Foto/Willian Dias
Heli Andrade diz que a legislação precisa ser modificada, caso contrário, o queijo artesanal não poderá circular no território nacional
Em audiência pública esta semana, integrantes da Comissão de Agropecuária e Agroindústria da Assembleia Legislativa de Minas Gerais começaram mobilização para definir um novo regulamento sanitário específico para a produção artesanal de queijo.
Na reunião, foi aprovado um requerimento que prevê um movimento junto às Assembleias Legislativas dos demais estados para que acionem as bancadas no Congresso Nacional. O objetivo é viabilizar a implantação de um modelo de inspeção sanitária válido em todo o país, mais justo e que atenda aos parâmetros de produção de queijos e outros produtos artesanais.

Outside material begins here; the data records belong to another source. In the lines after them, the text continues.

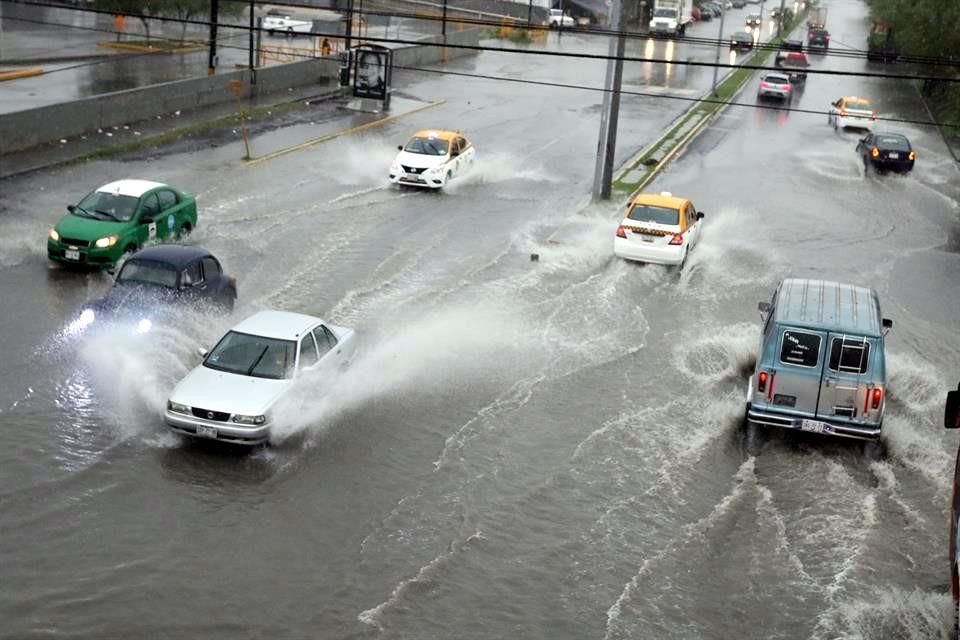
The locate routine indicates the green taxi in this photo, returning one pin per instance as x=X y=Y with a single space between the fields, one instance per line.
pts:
x=111 y=223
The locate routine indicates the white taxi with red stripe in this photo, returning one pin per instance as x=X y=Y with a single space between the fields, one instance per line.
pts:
x=432 y=158
x=658 y=228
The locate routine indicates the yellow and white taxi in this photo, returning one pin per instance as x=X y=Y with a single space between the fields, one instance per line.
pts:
x=658 y=228
x=432 y=158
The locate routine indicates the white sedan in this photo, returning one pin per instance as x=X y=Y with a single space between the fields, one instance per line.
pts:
x=432 y=158
x=229 y=396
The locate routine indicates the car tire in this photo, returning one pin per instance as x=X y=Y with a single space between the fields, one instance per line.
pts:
x=872 y=450
x=129 y=251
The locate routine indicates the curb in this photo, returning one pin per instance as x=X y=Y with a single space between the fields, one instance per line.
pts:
x=122 y=46
x=13 y=74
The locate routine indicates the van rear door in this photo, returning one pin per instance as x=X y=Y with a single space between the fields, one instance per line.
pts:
x=846 y=378
x=795 y=381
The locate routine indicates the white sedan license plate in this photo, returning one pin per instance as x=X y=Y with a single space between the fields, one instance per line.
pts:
x=206 y=432
x=813 y=426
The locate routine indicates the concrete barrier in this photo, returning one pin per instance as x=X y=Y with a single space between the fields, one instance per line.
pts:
x=21 y=130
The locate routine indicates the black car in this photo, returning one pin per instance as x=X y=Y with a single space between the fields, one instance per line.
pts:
x=155 y=282
x=887 y=151
x=791 y=45
x=818 y=39
x=951 y=420
x=741 y=41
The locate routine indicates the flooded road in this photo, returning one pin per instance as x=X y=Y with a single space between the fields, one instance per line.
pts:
x=522 y=449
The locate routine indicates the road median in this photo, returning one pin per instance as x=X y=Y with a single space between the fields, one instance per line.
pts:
x=642 y=168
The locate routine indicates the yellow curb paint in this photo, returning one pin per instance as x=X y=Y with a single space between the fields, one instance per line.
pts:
x=338 y=134
x=13 y=74
x=122 y=46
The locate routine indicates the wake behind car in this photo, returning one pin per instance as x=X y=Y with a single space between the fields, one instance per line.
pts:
x=432 y=158
x=821 y=364
x=775 y=85
x=117 y=219
x=156 y=282
x=818 y=38
x=658 y=228
x=230 y=396
x=853 y=112
x=741 y=41
x=794 y=64
x=887 y=151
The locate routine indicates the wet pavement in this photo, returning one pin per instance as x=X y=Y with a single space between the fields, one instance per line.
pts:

Em linhas gerais, como a fiscalização sanitária hoje não tem uma lei específica para o produto artesanal, a atividade é avaliada segundo a lei de inspeção da indústria. O presidente da Comissão de Agropecuária, deputado Heli Andrade (PSL), ressalta que a situação pode acabar inviabilizando por completo a produção de queijo artesanal. “Precisamos nos fortalecer. A legislação precisa ser modificada. Caso contrário, o queijo artesanal não poderá circular no território nacional”, declarou.
Em paralelo, o parlamentar ressalta que uma mobilização já será iniciada com a bancada de Minas Gerais no Congresso. “Essa é uma bandeira antiga da comissão e não podemos ficar mais sem uma solução definitiva. É impressionante que um produto de qualidade reconhecida em todo o país e cada vez mais no mundo tenha dificuldade até mesmo de sair do Estado de forma legal. O queijo industrial é feito de queijo pasteurizado, enquanto o queijo artesanal é de leite cru, então a fiscalização tem que ser diferente”, acrescentou.
Segundo os dados apresentados na audiência pública, a estimativa é de que Minas Gerais possua em torno de 30 mil produtores de queijo artesanal, a maioria em pequenas propriedades. Entretanto, apenas 249 queijarias estão regularizadas no Instituto Mineiro de Agropecuária (IMA).
O debate na Assembleia Legislativa ocorreu após interdição cautelar pela Vigilância Sanitária de marcas de queijo artesanal produzido inclusive em fazendas na região do Triângulo Mineiro e Alto Paranaíba.
A medida atingiu oito marcas de queijos. Entre os motivos apontados estão o risco à saúde da população e a falta de registro no IMA e Serviço de Inspeção Federal (SIF/Ministério da Agricultura).